Another "trick" we used in the S-meter was to do an iterative fitting of subtracting a baseline then refitting the residuals.
piecewise is my utility function for the purpose--
function y=piecewise(coef,x)
% return piecewise linear fit given a1,b1,c,b2 as coefficient array and vector x
% c is breakpoint, a1 is intercept of first section, b1,b2 are two segment slopes
a1=coef(1); b1=coef(2); % reduce parentheses clutter....
c=coef(3); b2=coef(4);
ix=x>c; % location > breakpoint
y(ix)=[a1+c*(b1-b2)+b2*x(ix)];
y(~ix)=[a1+b1*x(~ix)];
y=y(:);
>>
2 Comments
dpb
on 18 Sep 2017
Edited: dpb
on 19 Sep 2017
Will be interesting to see how well it holds up for a larger population of data. As noted, the basic idea is embedded in the code for the online sulfurmeter and was a significant improvement in identifying the onset of "real" peak from the background. The SM was particularly painful in that it was gamma-spec w/ NaI crystal so there was a lot of overlap from the inherent width in peak resolution. Unfortunately, the cost for the required cooling at the time precluded Ge in the industrial setting.

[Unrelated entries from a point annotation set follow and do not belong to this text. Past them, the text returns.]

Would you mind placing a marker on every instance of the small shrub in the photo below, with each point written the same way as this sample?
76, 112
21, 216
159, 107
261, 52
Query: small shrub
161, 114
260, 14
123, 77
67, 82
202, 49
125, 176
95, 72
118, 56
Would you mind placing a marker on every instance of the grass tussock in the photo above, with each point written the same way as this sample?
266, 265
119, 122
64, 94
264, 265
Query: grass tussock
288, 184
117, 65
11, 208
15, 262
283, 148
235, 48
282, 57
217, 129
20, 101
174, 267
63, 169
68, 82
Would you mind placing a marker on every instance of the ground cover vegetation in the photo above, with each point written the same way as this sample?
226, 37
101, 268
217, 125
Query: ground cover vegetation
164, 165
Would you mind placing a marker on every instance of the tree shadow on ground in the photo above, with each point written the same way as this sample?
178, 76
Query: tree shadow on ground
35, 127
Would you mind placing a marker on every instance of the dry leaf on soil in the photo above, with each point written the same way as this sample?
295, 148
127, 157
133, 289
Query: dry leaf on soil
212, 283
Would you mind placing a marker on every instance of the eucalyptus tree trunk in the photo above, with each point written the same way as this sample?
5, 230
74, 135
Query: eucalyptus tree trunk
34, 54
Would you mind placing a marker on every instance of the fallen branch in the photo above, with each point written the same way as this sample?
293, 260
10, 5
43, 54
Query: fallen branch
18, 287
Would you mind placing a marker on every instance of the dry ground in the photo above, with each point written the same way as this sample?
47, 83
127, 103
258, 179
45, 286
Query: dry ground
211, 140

Yours seems much better behaved from at least this spectrum...
PS. Sorry for the typo in changing variables in midstream...I just pasted from the command window and didn't check some later code was consistent withe earlier had written before...
I cleaned up the questions caused mostly from that and another false start or two since you'd already found the solutions on your own and didn't really contribute anything in the end...
More Answers (1)
Image Analyst
on 6 Sep 2017
Just get a new gdata where you exclude the parts you don't want and include the parts you want. Like
x = [gx(1:100), gx(300:end)];
y = [gdata(1:100), gdata(300:end)];
Attach your x,y data if you need help with that.
6 Comments
dpb
on 18 Sep 2017
Did you not try the empirical fitting to determine the breakpoint location I illustrated below? If not, why not?